In Japan, Couche-Tard executives said they met with bank officials, Seven & i shareholders and other stakeholders.

“We had some great conversations,” Mr. Miller said. “It was important for us to be here and for Japan to see that, ‘Hey we are real, we are genuine about our interest’ and give them a chance to talk to us.”

Couche-Tard has spoken by phone to Seven & i chair Stephen Dacus, who leads a special committee examining the offer. But they were unable to secure a meeting this week with Seven & i president Ryuichi Isaka and his team: “We missed the big one,” Mr. Hannasch said.

Mr. Bouchard told the Financial Times, one of a handful of media outlets that Couche-Tard met with in Tokyo, that the Ito family, which founded Seven & i, and Japanese government officials had also so far refused to meet. But he expressed optimism that that will happen in the weeks ahead.

The Japanese company has said it is open to engaging in talks if Couche-Tard puts forward an offer that recognizes its intrinsic value and addresses regulatory concerns. But it also appears to be engineering its defences in a bid to rally shareholders.

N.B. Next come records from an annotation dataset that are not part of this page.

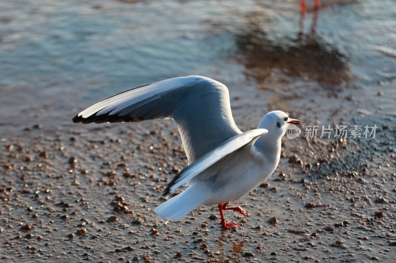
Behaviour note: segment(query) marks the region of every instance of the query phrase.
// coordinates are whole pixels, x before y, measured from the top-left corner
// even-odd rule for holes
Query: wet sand
[[[243,225],[235,231],[214,206],[175,222],[153,213],[187,164],[171,121],[3,138],[2,261],[392,262],[396,116],[346,118],[352,110],[333,117],[377,124],[376,138],[285,138],[268,184],[236,204],[250,216],[226,213]],[[300,111],[292,116],[309,123]],[[248,108],[234,112],[240,126],[255,125]]]
[[[392,56],[395,47],[373,51],[378,43],[392,40],[395,35],[379,31],[376,38],[367,37],[381,27],[391,30],[390,23],[370,20],[372,23],[362,32],[343,31],[334,19],[343,10],[353,13],[360,8],[360,15],[368,18],[375,16],[375,12],[366,13],[370,9],[355,1],[340,1],[334,6],[324,3],[317,22],[314,14],[309,12],[302,21],[305,27],[311,27],[307,31],[304,25],[293,24],[298,22],[293,18],[297,13],[293,8],[298,5],[249,2],[237,9],[232,2],[219,10],[213,9],[209,18],[203,16],[201,18],[206,19],[204,29],[192,26],[196,34],[192,37],[179,35],[183,31],[181,25],[189,15],[184,11],[186,6],[172,1],[167,7],[181,16],[181,22],[172,20],[172,27],[178,29],[169,30],[164,37],[154,34],[160,30],[152,30],[142,19],[140,27],[149,34],[136,40],[141,45],[131,47],[144,50],[143,54],[135,54],[129,53],[126,46],[115,44],[115,38],[107,35],[124,36],[127,42],[140,35],[137,29],[127,30],[128,25],[139,19],[121,10],[154,12],[159,24],[173,13],[154,4],[107,2],[95,7],[84,2],[81,9],[64,7],[67,15],[62,13],[58,17],[66,23],[66,29],[57,28],[56,19],[44,26],[57,28],[55,35],[64,40],[63,38],[73,38],[58,33],[70,33],[67,23],[72,24],[73,19],[91,25],[77,27],[85,33],[72,30],[77,36],[76,42],[83,45],[75,46],[71,40],[69,43],[71,51],[83,54],[79,58],[85,63],[77,63],[79,58],[74,56],[70,60],[57,60],[67,56],[60,50],[68,42],[56,40],[49,29],[50,39],[36,42],[30,34],[37,37],[47,33],[36,32],[24,24],[27,27],[22,28],[26,34],[23,36],[28,41],[22,47],[16,45],[22,49],[7,53],[17,34],[10,29],[12,20],[4,18],[6,14],[0,17],[0,23],[9,25],[4,27],[9,30],[1,32],[5,37],[0,41],[2,58],[6,62],[0,68],[3,72],[9,71],[0,82],[2,262],[396,260],[396,76]],[[184,4],[199,7],[194,2]],[[387,10],[376,9],[371,2],[365,4],[376,12]],[[30,7],[25,6],[23,13],[29,13]],[[37,14],[47,15],[61,9],[33,7]],[[100,12],[104,13],[100,15],[111,19],[102,27],[96,27],[97,22],[101,23],[97,17]],[[232,27],[225,22],[226,16],[221,15],[226,12],[235,18]],[[115,21],[114,14],[119,13],[125,20],[118,21],[122,26],[113,31],[109,29]],[[201,21],[197,18],[200,15],[191,19]],[[386,22],[392,17],[381,17]],[[358,25],[358,20],[353,17],[345,19],[345,27],[354,29]],[[323,26],[326,23],[329,25]],[[280,28],[274,34],[271,27],[276,26]],[[291,29],[293,27],[297,29]],[[85,28],[96,29],[90,35]],[[332,29],[341,36],[332,35]],[[205,37],[199,30],[204,31]],[[291,31],[293,34],[288,35]],[[350,39],[343,41],[348,32],[353,33]],[[93,39],[88,37],[84,42],[78,38],[87,36]],[[153,36],[169,40],[165,51],[156,46],[145,47]],[[364,48],[359,45],[364,42],[359,38],[362,36],[369,39],[362,44]],[[100,41],[95,42],[95,38]],[[103,46],[98,45],[103,39],[107,42]],[[37,46],[32,47],[30,41],[42,48],[35,49]],[[214,52],[202,44],[208,42],[224,45],[216,45],[221,47],[213,48]],[[85,50],[84,45],[91,44],[97,48],[95,55],[104,60],[101,66],[95,67],[98,61],[95,56],[79,53],[79,48]],[[48,53],[47,44],[54,48]],[[104,46],[113,49],[108,50]],[[163,61],[171,61],[172,54],[179,54],[179,48],[183,47],[195,48],[197,56],[181,55],[180,60],[164,67]],[[20,71],[27,66],[10,66],[24,54],[30,54],[31,48],[37,52],[33,55],[50,58],[49,65],[61,67],[49,71],[33,68],[33,55],[25,56],[32,66],[30,71]],[[153,50],[156,55],[147,55]],[[138,59],[132,70],[122,59],[126,54],[139,59],[146,56],[147,64],[163,64],[139,69],[145,63]],[[185,59],[186,63],[181,64]],[[117,71],[118,65],[127,69]],[[149,121],[82,125],[73,124],[71,119],[98,100],[131,85],[192,74],[205,75],[227,85],[236,123],[243,131],[255,128],[268,111],[281,110],[301,120],[303,129],[309,125],[376,125],[376,138],[285,138],[279,166],[267,184],[233,204],[242,205],[250,215],[225,213],[227,220],[243,224],[236,231],[221,229],[215,206],[202,206],[180,220],[166,221],[157,216],[153,209],[165,200],[161,194],[167,184],[187,165],[175,123]]]

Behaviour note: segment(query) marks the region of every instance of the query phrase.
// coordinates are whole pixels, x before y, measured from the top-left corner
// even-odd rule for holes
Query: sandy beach
[[[392,1],[324,1],[302,18],[288,1],[72,2],[0,3],[2,262],[396,261]],[[154,213],[188,165],[174,122],[71,122],[191,75],[227,86],[243,131],[275,110],[302,122],[273,175],[233,204],[249,216],[225,213],[236,231],[215,206]],[[337,125],[361,138],[338,138]]]

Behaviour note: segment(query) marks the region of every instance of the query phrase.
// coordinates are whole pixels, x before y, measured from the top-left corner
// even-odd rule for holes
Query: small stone
[[[26,225],[24,225],[21,226],[21,230],[23,230],[23,231],[29,231],[33,227],[31,225],[28,224],[27,224]]]
[[[275,217],[271,218],[269,220],[268,220],[268,222],[269,222],[270,224],[272,224],[273,225],[276,224],[278,220],[276,219]]]
[[[375,212],[375,214],[374,214],[374,216],[377,218],[383,218],[385,217],[385,215],[382,211],[378,211]]]
[[[133,220],[132,221],[132,224],[136,225],[142,225],[142,224],[144,222],[144,220],[143,220],[142,218],[137,218],[136,219]]]
[[[327,231],[327,232],[331,232],[332,231],[334,231],[335,229],[329,225],[329,226],[327,226],[323,228],[323,230]]]
[[[87,229],[85,228],[79,228],[76,232],[80,235],[85,235],[87,234]]]
[[[215,220],[217,219],[217,216],[216,215],[210,215],[209,216],[209,219],[211,220]]]
[[[266,188],[268,187],[268,186],[269,186],[269,184],[268,184],[266,182],[264,182],[264,183],[260,185],[260,187],[262,187],[263,188]]]
[[[109,217],[107,220],[106,220],[106,222],[108,223],[111,223],[116,221],[117,217],[115,217],[114,216],[111,216],[111,217]]]

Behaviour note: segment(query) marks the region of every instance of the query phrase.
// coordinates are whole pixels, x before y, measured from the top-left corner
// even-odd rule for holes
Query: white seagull
[[[240,207],[229,207],[266,180],[279,162],[281,141],[289,124],[300,124],[280,111],[267,113],[257,129],[243,133],[233,118],[227,87],[201,76],[166,79],[135,88],[91,106],[74,122],[119,122],[172,119],[177,123],[189,166],[167,186],[164,195],[186,184],[180,194],[154,212],[175,220],[201,205],[248,215]]]

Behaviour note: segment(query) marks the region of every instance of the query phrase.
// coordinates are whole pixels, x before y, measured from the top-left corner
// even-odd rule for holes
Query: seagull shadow
[[[271,82],[291,82],[296,78],[313,80],[330,89],[350,85],[354,79],[349,58],[336,46],[317,34],[319,12],[313,12],[310,30],[304,31],[301,14],[296,35],[274,37],[262,27],[235,35],[237,61],[246,69],[248,78],[263,88]],[[269,85],[268,85],[269,84]]]

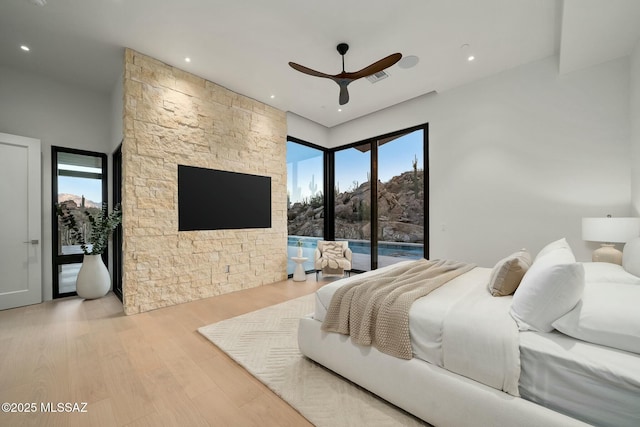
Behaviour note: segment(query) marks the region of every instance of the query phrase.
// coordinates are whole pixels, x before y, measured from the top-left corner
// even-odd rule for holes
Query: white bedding
[[[490,273],[474,268],[418,299],[409,312],[412,350],[418,359],[518,396],[520,357],[518,329],[508,314],[511,297],[487,292]],[[351,280],[317,291],[314,319],[324,320],[335,290]]]
[[[411,261],[403,261],[411,262]],[[394,265],[399,265],[394,264]],[[368,271],[365,275],[375,275],[392,266]],[[460,277],[456,277],[445,286],[442,286],[429,294],[429,298],[417,300],[409,312],[409,333],[413,345],[414,356],[434,365],[443,366],[442,357],[442,325],[444,315],[449,309],[465,295],[474,289],[478,281],[488,280],[491,270],[488,268],[474,268]],[[331,297],[335,290],[349,283],[353,279],[342,279],[323,286],[316,292],[316,306],[313,318],[322,322],[331,303]]]
[[[601,426],[640,426],[640,358],[559,332],[520,334],[523,398]]]

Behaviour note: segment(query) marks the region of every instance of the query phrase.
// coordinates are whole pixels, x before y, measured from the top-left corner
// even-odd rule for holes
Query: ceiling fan
[[[349,102],[349,92],[347,91],[347,86],[349,85],[349,83],[351,83],[354,80],[361,79],[362,77],[367,77],[372,74],[379,73],[385,68],[391,67],[393,64],[400,61],[400,59],[402,58],[401,53],[394,53],[385,58],[382,58],[379,61],[374,62],[368,67],[364,67],[360,71],[356,71],[355,73],[347,73],[344,70],[344,55],[349,50],[349,45],[346,43],[340,43],[338,46],[336,46],[336,49],[338,49],[338,53],[342,55],[342,72],[339,74],[332,76],[331,74],[326,74],[320,71],[312,70],[311,68],[307,68],[303,65],[296,64],[295,62],[289,62],[289,65],[291,66],[291,68],[293,68],[294,70],[298,70],[301,73],[309,74],[310,76],[314,76],[314,77],[323,77],[325,79],[331,79],[334,82],[336,82],[338,86],[340,86],[340,99],[339,99],[340,105],[344,105],[347,102]]]

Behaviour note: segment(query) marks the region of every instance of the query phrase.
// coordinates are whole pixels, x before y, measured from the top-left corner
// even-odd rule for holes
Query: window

Seven & i announced a restructuring plan last week to refocus on its core business of more than 80,000 convenience stores. The plan involves spinning off 31 of the company’s other businesses – which range widely from supermarkets to a baby-goods store chain – into a new company in 2025 called York Holdings.

Some investors, such as Artisan Partners International, say the Seven & i breakup plan is too little, too late.

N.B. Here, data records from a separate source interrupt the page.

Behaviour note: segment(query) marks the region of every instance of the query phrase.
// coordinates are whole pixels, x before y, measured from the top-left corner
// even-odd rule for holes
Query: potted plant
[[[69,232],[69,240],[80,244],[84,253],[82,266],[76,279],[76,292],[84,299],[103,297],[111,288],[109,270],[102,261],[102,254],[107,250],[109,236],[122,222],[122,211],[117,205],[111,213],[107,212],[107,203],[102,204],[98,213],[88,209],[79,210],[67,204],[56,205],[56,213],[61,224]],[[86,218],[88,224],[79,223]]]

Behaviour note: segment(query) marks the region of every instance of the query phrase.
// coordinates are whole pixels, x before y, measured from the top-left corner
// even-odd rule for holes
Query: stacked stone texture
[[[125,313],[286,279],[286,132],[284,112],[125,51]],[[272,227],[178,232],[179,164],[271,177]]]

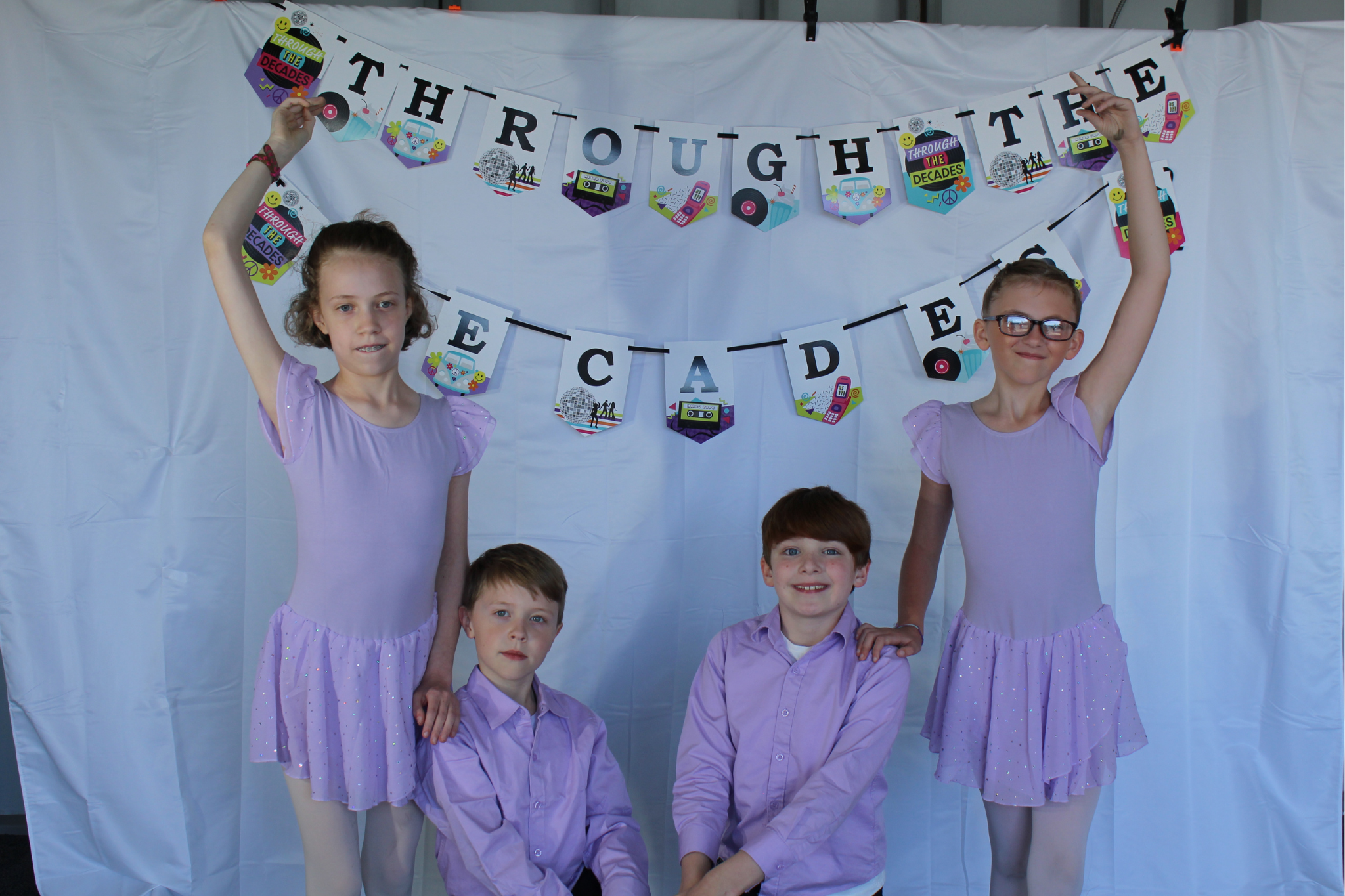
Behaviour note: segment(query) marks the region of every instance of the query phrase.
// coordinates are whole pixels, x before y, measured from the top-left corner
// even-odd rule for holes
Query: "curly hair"
[[[416,261],[416,251],[397,232],[393,222],[362,211],[355,215],[354,220],[328,224],[313,236],[308,255],[303,258],[300,267],[304,289],[289,300],[289,310],[285,312],[285,332],[295,343],[316,345],[317,348],[332,347],[327,333],[317,329],[317,324],[313,322],[313,313],[317,310],[317,278],[323,265],[334,253],[366,253],[387,258],[401,269],[402,285],[406,289],[406,305],[410,309],[410,316],[406,318],[406,336],[402,339],[404,352],[417,339],[425,339],[434,332],[429,309],[425,306],[425,297],[421,294],[420,263]]]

“The price currently being offered by Alimentation Couche-Tard is clearly superior to the speculative value that could potentially be achieved by implementing the restructuring plan at this late date,” Artisan Partners wrote in a letter Wednesday to the Japanese company.

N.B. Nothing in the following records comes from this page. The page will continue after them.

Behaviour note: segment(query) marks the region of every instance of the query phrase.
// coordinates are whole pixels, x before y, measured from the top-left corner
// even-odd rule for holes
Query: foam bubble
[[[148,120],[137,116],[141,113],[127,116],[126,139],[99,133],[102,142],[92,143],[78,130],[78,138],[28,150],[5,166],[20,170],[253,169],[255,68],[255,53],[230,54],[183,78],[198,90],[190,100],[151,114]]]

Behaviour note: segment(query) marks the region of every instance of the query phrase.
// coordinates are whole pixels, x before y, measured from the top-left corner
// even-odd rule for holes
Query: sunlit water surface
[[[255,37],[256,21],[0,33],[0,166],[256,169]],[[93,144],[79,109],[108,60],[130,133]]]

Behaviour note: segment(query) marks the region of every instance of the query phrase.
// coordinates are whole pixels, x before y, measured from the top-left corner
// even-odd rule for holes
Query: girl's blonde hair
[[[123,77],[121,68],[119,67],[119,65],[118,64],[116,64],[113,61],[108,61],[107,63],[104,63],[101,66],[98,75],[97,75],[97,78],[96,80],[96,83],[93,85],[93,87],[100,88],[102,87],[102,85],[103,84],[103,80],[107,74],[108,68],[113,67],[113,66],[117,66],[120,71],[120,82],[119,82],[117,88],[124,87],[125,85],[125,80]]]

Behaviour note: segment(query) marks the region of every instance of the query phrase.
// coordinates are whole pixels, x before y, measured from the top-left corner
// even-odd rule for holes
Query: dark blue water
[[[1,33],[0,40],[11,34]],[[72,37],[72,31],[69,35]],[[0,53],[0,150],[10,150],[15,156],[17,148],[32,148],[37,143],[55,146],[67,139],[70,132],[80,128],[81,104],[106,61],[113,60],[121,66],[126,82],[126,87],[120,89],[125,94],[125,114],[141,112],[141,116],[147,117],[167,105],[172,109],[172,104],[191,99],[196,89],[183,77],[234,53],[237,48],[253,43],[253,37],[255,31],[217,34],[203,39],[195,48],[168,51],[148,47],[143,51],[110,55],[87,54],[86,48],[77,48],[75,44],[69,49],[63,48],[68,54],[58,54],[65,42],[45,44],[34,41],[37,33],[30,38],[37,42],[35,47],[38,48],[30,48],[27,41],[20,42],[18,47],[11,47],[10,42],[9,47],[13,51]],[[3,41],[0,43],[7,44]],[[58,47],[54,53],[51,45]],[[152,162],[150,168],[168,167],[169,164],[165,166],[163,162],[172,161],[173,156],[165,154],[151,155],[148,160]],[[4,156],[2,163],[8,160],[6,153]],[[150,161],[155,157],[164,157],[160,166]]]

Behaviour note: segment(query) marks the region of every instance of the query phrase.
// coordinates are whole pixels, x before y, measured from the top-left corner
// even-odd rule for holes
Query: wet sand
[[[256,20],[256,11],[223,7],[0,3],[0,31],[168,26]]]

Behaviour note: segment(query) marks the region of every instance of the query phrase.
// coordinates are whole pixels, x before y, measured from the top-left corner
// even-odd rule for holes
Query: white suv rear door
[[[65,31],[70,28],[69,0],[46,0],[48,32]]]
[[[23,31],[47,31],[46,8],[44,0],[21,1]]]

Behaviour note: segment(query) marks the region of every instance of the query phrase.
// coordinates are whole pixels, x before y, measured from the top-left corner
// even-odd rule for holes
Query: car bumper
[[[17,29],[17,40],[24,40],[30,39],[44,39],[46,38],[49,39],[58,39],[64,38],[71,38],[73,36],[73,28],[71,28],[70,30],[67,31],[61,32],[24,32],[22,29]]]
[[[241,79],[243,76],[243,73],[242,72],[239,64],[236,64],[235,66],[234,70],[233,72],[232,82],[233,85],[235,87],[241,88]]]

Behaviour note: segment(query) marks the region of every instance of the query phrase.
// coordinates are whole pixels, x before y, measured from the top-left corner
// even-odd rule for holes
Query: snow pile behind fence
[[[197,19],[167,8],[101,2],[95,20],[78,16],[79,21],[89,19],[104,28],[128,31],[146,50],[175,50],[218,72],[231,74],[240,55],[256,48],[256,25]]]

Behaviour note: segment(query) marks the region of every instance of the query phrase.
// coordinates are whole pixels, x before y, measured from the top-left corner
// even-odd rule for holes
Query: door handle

Seven & i has suffered from underperformance for years, and investors have long complained that the board has been slow to address the challenges. Couche-Tard offers shareholders a better option, Mr. Hannasch told the Financial Times.

“Our offer is a certainty, right? It’s cash, versus a hope that [Seven & i] can continue to execute on a plan that’s not delivered value over the last years,” he said.

Mr. Bouchard told Bloomberg that his team has “an answer” for possible roadblocks Couche-Tard would face from the U.S. Federal Trade Commission in combining Circle-K and 7-Eleven in that country, and that they’ve already held preliminary talks with regulators.

Meanwhile, Mr. Da Silva said Couche-Tard already has a Japanese bank in its lending syndicate and that it’s “very confident” that it will be able to line up backers to help fund a transaction while keeping a high investment credit rating.

In February, Couche-Tard raised $4.4-billion by selling bonds with assistance from one of Japan’s largest banks, Mitsubishi UFJ Financial Group. The Canadian retailer also used Toyoko-based investment bank SMBC Nikko to sell the debt offering.

A spokesperson for Seven & i declined to offer a detailed response to the Couche-Tard comments Thursday, saying the Japanese company will continue to keep any discussions private.

Mr. Miller said Couche-Tard would not hesitate to abandon the takeover effort if it’s forced to overpay.

“We do not destroy shareholder value,” he told Bloomberg. “If we reached a point that we thought that it was destroying shareholder value, we would walk away.

“Outside of that, we’re going to engage. Our intent is to do what it takes to ultimately realize this transaction.”

With files from Andrew Willis

Editor’s note: A sub-headline attached to an earlier version of this article contained an incorrect first name for Alex Miller, CEO of Alimentation Couche-Tard Inc. This version has been corrected.